Monday, September 19, 2011

Valencia St. Muscle

Let me tell you about Valencia St. Muscle. The carpet is threadbare and stained. The restrooms have the smell of a bus station. Almost all of the equipment is battered and bruised. There are mirrors everywhere, many with cracks. They have those god awful hexagonal shaped plates that shift about when you set them down when deadlifting.

It's rarely busy, but when it is you will find an amazing cross section of mutants. Lifting gloves are the norm. Personal trainers seem to be fond of every kind of program except those that include the basic compound lifts. Grossly out of shape men flex in front of the mirrors, clearly feeling the pump of their tri-cep pulldowns.
I love this place.

It's basically Average Joe's Gym from the movie Dodgeball.

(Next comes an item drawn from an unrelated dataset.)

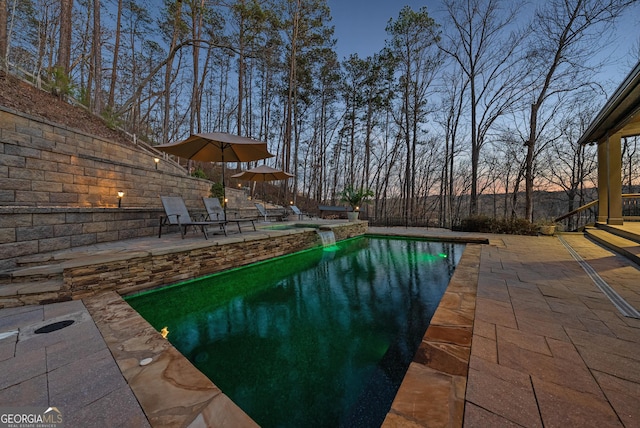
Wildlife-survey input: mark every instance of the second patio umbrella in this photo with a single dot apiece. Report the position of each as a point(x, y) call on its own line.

There are three squat racks, and they are almost never occupied by anyone. I have never seen more than 10 people here at a time and they are almost always chained to the cardio equipment.

No one says anything to you or comments about what you're doing. There are no clowns running around doing Mens-Fitness-Magazine-Crossfit-Rip-Off-exercises.

Planet Granite and Mission Cliffs are both filled with douche bag climbers that feel it is their duty to inform you that squatting deep will ruin your knees and that you really should be lifting in Vibrams, one footed while standing on a Bosu ball (not kidding). The crime is that Planet Granite actually has a pretty good set up (with the notable exception of a power rack). Mission Cliffs is a pit.